The Beretta 950 Minx is both adorable and legitimately tiny.
It can get lost in the palm of your hand.

The family resemblance between the Beretta 950 Minx
and the M9 service pistol is fairly obvious.

Fabbrica d’Armi Pietro Beretta is the oldest active manufacturer of firearms on the planet. Beretta weapons have been used in every European war since 1650. Their first official order back in 1526 was for 185 arquebus barrels for the Republic of Venice, for which they were paid 296 ducats. Beretta has arguably more experience producing military and defensive guns than anyone else on earth. Why then might they have contrived the Beretta 950 Minx?

The first 950 rolled off the lines in 1952. Available in both .25 ACP and .22 Short chamberings, the Model 950 featured an aluminum alloy frame with a carbon steel slide and barrel. A single-action design, those first Model 950s had no manual external safeties. Starting in 1968, the guns were redesignated the 950BS, fitted with a manual left-sided thumb safety, and built in America.
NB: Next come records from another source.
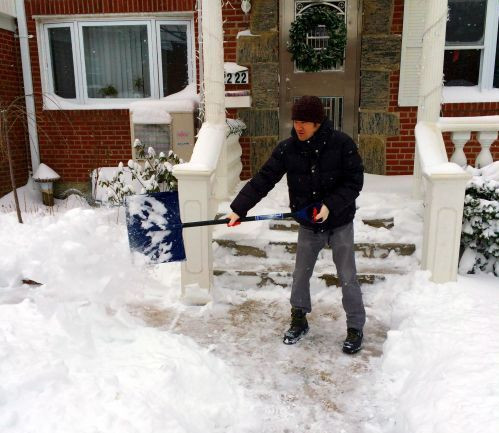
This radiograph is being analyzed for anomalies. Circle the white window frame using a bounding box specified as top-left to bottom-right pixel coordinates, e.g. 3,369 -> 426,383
442,0 -> 499,103
156,19 -> 195,97
41,21 -> 82,102
37,16 -> 196,110
77,20 -> 159,105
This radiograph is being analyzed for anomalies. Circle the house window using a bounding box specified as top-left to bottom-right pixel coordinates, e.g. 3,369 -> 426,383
40,19 -> 195,108
444,0 -> 499,90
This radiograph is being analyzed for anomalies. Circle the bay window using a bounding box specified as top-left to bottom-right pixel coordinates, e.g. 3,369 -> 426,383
39,18 -> 195,108
444,0 -> 499,91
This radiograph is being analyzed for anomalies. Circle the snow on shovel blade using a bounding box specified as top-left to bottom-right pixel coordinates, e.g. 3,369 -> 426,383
125,191 -> 185,264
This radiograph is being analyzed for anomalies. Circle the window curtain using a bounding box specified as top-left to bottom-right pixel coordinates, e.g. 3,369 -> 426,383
83,25 -> 151,98
48,27 -> 76,99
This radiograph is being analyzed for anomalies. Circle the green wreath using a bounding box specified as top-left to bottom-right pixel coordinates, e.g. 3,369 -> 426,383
288,7 -> 347,72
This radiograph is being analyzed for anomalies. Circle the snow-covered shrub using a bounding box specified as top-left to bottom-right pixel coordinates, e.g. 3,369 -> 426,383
99,139 -> 183,205
459,176 -> 499,276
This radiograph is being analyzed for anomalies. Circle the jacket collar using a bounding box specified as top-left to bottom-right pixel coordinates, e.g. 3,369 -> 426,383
291,119 -> 334,150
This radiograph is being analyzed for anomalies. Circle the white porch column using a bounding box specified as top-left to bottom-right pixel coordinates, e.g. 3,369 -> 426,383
173,0 -> 226,304
418,0 -> 448,122
201,0 -> 225,124
412,0 -> 448,198
421,167 -> 471,283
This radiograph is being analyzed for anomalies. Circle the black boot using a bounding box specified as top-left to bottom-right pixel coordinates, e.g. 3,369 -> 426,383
343,328 -> 364,355
282,307 -> 309,344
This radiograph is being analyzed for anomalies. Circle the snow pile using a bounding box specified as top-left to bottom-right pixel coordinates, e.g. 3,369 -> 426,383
173,122 -> 226,171
366,272 -> 499,433
0,209 -> 261,433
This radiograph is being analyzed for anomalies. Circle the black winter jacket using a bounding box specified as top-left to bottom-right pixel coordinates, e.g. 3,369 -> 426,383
230,120 -> 364,231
The gun’s most distinctive feature was its tip-up barrel system. The spring-loaded barrel could be released by thumbing a lever forward on the left side of the frame. The magazine could, therefore, theoretically be carried loaded with the chamber empty. You then pop the barrel up, drop in a round, and go to town. No sensible person would ever dare use such a gun for personal defense.

The Beretta 950 Minx in .22 Short was actually a pathetic excuse for a handgun.
This one, however, indeed embodied something truly powerful.

The tip-up barrel was the gun’s most remarkable feature.


The Beretta 950 is absolutely Lilliputian. It is lost in a typical adult human hand. It is also fascinating.
There is no extractor. The recoil from the cartridge cycles the slide, and the empty case just bounces off of the left-sided ejector to launch wherever. My gun has been thoroughly reliable, regardless.

The magazine carries six rounds. The magazine release looks like a big, oversized screw on the left aspect of the frame. There is a tiny little peg you can use to help depress the magazine follower and assist in loading chores.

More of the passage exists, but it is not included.